Гонорская сказала, что Калинников рано умер. Я слушаю его душу. Представляю его себе с косым пробором в волосах, со светлыми карими глазами.
— Конечно! — горячо шепчет Лариска. — Ведь если бы он меня не любил, он не вел бы себя так.
— Как?
— Демонстративно равнодушно!
— Конечно! — шепчу я. — Просто он тебя дразнит!
…Чтение хоровых партитур — предмет необязательный, рассчитанный на то, что, если кто-нибудь по окончании училища захочет вести пение в общеобразовательной школе, он должен суметь прочитать с листа хоровую партитуру.
Я, например, собираюсь после училища поступить в консерваторию, стать лауреатом всех международных конкурсов и объездить весь мир.
Лариска собирается выйти замуж за Игнатия Петровича и родить ему троих детей.

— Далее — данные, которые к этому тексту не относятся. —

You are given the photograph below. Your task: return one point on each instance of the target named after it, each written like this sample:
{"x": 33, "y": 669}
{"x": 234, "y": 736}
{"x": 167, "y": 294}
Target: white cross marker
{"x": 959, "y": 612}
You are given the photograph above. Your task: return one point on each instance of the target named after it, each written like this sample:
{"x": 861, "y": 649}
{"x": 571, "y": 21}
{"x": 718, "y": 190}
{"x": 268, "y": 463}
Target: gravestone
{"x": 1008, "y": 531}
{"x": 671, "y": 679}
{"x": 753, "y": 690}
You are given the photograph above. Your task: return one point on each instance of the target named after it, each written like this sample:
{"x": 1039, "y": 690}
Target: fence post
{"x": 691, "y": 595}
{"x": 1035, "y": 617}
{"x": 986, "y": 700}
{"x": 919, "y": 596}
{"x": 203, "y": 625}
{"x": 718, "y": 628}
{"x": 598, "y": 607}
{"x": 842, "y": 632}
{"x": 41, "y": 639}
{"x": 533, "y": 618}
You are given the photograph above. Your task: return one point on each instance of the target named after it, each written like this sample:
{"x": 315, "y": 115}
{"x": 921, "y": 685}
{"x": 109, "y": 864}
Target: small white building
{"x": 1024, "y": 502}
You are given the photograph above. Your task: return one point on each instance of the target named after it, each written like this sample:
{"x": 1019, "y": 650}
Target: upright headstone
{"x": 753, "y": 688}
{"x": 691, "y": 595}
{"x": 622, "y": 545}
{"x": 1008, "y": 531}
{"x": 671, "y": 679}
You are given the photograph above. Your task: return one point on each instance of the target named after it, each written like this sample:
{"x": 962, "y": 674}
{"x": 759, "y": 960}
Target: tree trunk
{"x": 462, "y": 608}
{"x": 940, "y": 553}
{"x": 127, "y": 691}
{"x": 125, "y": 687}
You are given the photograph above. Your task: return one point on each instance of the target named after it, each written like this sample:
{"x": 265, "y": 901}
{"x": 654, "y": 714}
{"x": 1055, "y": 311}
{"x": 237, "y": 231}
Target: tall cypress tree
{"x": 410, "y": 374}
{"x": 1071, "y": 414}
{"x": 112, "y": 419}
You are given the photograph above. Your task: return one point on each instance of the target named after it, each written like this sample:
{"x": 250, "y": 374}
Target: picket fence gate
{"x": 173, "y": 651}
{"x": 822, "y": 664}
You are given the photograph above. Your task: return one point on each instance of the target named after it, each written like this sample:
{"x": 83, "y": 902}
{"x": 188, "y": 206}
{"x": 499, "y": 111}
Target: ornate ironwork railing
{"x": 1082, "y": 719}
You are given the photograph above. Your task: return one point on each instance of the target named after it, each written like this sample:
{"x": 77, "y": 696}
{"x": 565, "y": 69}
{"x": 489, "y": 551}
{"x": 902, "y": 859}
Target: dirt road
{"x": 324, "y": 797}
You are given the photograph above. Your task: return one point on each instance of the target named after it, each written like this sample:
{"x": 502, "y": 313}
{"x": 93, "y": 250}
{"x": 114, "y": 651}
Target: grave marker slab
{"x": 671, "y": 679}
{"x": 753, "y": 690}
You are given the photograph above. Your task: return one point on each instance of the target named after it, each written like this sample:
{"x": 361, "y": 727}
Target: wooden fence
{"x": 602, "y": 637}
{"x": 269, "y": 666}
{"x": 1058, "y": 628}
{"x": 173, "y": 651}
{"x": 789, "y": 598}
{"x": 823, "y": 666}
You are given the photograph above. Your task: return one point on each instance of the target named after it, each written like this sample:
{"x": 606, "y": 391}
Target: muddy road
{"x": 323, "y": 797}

Он об этом пока ничего не подозревает.
У остальных студентов тоже более честолюбивые планы, чем пение в школе, поэтому к предмету все относятся с пренебрежением.
Занятия бывают раз в неделю — по вторникам, на один академический час положено по два ученика. Мы с Лариской ходим на чтение партитур вдвоем, на каждую из нас причитается по двадцать две с половиной минуты.
Сегодня вторник. Мы с Лариской стоим в мрачноватом коридоре первого этажа и поджидаем Игнатия Петровича.
— Ну что ты в нем нашла? — спрашиваю я.
— То, что он недоступен моему пониманию. Как марсианин.
— А Лерик доступен твоему пониманию?
Лерик — это Ларискин мальчик, курсант Военно-медицинской академии.
— Тоже недоступен, только с другой стороны, — говорит Лариска. — Я не понимаю, как можно быть таким синантропом.
Лариска влюблена в Игнатия, потому что он педагог, окончил консерваторию и как бы стоит на более высокой ступени развития. И потому, что он не обращает на Лариску никакого внимания.
— Раз я ему не нравлюсь, значит, он и получше видел, — делает Лариска логическое умозаключение. — Значит, я должна быть еще лучше тех, кто лучше меня. Великая война полов!